Владислав Реймонт - Брожение
Было еще рано, скамьи пустовали, только в боковых нефах начал скапливаться народ. По правую сторону женщины, словно поле пунцовых маков, поросшее желтыми лютиками и васильками, занимали полкостела, под самый выступ низких, приплюснутых боковых рядов. Через цветные стекла готических окон лились потоками солнечные лучи, освещая головы и плечи прихожанок, падая изумрудными отблесками на суровые, бритые скуластые лица мужиков, алея кровавыми рубинами на светлых волосах, заливая фиолетовой волной белые жупаны и красные жилеты, искрясь радужной бриллиантовой пылью на металлических украшениях поясов, на пряжках и воротниках.
Большая хрустальная люстра перед алтарем сверкала всеми цветами радуги и казалась облаком разноцветной пыли, в которой мелькали золотые огоньки зажженных свеч.

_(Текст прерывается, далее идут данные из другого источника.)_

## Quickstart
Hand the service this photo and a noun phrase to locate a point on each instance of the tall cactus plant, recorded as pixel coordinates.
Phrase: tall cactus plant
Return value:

Шепот молитв, вздохи, кашель неслись отовсюду и обдавали Янку волнующим теплом. Толпа колыхалась, как волнистое поле ржи, покорно поддаваясь натиску вновь прибывших.
Скамьи заполнялись.
Янка с интересом оглядывала знакомых и тех, кого знала только в лицо. Увидев жену судьи, Закшевскую, подругу матери, она приветливо поклонилась ей. Та долго смотрела на Янку в лорнет на длинной черепаховой ручке, но на поклон не ответила. Закшевская шепнула что-то на ухо соседке и презрительным кивком головы указала на Янку. Янка заметила этот жест и сострадательно-иронические взгляды, обращенные к ней, вспыхнула и быстро повернулась к амвону. Ксендз начал проповедь. Через главный неф, где находились дочери и жены горожан, должностные лица, пробиралась хорошая знакомая Янки, пани Ломишевская, известная своим злым языком, горячим темпераментом и четырьмя дочками, похожими на плохо подобранную четверку лошадей; Ломишевская направлялась прямо к Янке. Янка привстала, желая пропустить их и поздороваться. Ломишевская, поняв ее намерение, отшатнулась, заслонила собой дочерей и убрала руки за спину.
— Идемте, здесь садиться нельзя.
— Но, мама, там есть несколько свободных мест.
— Нет, вы не будете сидеть рядом с циркачкой! — сказала она с презрением и так громко, что глаза всех обратились на Янку.
Янка задрожала от возмущения; ей безумно захотелось швырнуть молитвенник в лицо Ломишевской, но она взяла себя в руки, тяжело опустилась на скамью, устремила глаза на алтарь и стала вслушиваться в мелодичный голос ксендза. Рядом и за спиной Янки шушукались дамы, бесцеремонно рассматривая ее.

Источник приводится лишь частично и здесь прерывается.